L'argomento che in questi giorni
più appassiona i frequentatori dei blog è la concessione dell'ingresso di una
sagrestia a privati che organizzano e vendono escursioni in barca. Alcuni
sollevano eccezioni di ordine religioso, altri etici. C'è chi si sente ferito
nei propri sentimenti di credente, chi ne fa una questione di giustizia. Vi
sono poi i sostenitori dell'iniziativa che, al contrario, la giustificano sia
dal punto di vista religioso, sia etico.
Personalmente non mi appassionano
né l'aspetto religioso della vicenda, né quello etico.

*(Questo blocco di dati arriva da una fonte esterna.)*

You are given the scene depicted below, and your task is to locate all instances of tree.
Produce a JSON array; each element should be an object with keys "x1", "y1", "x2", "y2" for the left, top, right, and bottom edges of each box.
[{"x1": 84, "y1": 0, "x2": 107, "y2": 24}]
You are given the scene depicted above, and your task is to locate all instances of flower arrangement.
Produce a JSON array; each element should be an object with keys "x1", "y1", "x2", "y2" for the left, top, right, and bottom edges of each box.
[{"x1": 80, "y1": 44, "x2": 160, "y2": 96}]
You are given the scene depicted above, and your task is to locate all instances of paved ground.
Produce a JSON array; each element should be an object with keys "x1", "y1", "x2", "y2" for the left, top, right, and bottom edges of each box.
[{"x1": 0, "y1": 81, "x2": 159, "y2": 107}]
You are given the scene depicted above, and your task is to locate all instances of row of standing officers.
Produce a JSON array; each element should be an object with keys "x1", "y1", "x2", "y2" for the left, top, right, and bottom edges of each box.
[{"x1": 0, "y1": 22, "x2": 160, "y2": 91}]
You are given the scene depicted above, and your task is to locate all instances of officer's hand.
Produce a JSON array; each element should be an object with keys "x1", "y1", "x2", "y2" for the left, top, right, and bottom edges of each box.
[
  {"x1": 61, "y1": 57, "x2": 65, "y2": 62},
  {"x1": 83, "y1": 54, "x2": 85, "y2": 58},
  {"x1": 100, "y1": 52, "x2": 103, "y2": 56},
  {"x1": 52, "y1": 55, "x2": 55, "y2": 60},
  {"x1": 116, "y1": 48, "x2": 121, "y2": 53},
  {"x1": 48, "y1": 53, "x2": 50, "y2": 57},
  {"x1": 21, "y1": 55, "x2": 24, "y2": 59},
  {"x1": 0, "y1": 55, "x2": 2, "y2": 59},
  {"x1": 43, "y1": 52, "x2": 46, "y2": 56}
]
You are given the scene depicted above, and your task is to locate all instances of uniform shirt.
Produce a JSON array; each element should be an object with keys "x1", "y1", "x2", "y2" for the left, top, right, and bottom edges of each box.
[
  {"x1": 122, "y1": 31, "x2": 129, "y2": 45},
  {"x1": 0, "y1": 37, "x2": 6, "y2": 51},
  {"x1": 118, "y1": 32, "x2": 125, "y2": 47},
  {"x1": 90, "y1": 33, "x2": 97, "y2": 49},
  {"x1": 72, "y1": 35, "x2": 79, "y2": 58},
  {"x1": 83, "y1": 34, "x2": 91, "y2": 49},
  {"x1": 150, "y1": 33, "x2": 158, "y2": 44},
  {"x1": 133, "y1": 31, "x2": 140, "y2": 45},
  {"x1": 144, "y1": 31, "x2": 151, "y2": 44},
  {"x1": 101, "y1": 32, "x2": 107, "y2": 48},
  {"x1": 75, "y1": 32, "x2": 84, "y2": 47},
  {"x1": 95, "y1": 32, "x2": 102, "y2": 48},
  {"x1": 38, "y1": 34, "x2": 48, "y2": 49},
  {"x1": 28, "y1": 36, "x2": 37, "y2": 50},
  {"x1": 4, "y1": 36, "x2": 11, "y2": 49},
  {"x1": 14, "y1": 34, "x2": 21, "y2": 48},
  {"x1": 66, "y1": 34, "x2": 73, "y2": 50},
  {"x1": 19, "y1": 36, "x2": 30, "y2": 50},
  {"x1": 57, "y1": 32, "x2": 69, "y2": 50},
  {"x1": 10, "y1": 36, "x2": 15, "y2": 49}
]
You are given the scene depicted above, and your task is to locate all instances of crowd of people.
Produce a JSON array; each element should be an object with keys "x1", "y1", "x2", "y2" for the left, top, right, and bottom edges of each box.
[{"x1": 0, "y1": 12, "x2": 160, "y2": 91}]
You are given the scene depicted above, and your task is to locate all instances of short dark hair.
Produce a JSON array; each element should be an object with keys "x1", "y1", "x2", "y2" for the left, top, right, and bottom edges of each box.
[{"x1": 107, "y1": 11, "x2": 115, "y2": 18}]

La sensibilità religiosa
del credente praticante e professante dovrebbe essere ormai a prova di bomba.
Se ha superato il profluvio di notizie riguardanti casi conclamati e
sentenziati di pedofilia e abusi su chierichetti, ritrovamenti di cadaveri nei
sottotetti delle canoniche, riciclaggio di denaro sporco, seppellimento solenne
dentro le basiliche romane di efferati mafiosi, supererà senza troppi affanni
anche questa. Anche il risvolto etico della questione mi sembra trascurabile:
la raccomandazione del parroco fa parte della nostra tradizione ed è
rintracciabile nella letteratura e nella cinematografia di ogni epoca, non solo
di quella democristiana.
Ciò che mi pare invece più
interessante è l'aspetto sociale della vicenda e che riguarda un comportamento
sempre più diffuso che immagino, come molti altri usi, tipicamente locale e
difficilmente riscontrabile in altre realtà. Mi riferisco al proliferare di
punti vendita di gite in barca nei luoghi più eccentrici. Non solo in
botteghini e locali autorizzati, ma anche in finestre, androni, ingressi di
abitazioni e portoni che d'estate mutano la loro naturale destinazione d'uso
per diventare luoghi d'informazione con accanto relativa attrezzatura
pubblicitaria. Immagino che i proprietari di portoni e finestre li mettano
anch'essi gratuitamente a disposizione per incrementare i posti di lavoro e
dare un'opportunità a giovani intraprendenti in tempo di crisi.
Tutto questo incontra ampi
margini di tolleranza proprio perché è parte della nostra tipicità, è il nostro
turismo, il modo in cui ci presentiamo ed offriamo al mondo. Un atteggiamento
che ormai ci caratterizza e che è diventato il marchio, il brand direbbero gli
esperti, l'immagine delle nostre isole. È la consacrazione del precario,
dell'instabile, del posticcio, dell'arrangiato, dell'improvvisato. Un
atteggiamento diffuso che è ormai parte della nostra cultura, tant'è che
possiamo considerarlo naturale, persino rappresentativo. È la trasposizione
plastica di ciò che veramente siamo, del talento di cui disponiamo,
dell'abilità e della furbizia di cui siamo capaci. Parlare di organizzazione,
regolamentazione, professionalità, rispetto per il lavoro altrui, capacità
cooperativa, è il vero sacrilegio che non siamo disposti a commettere.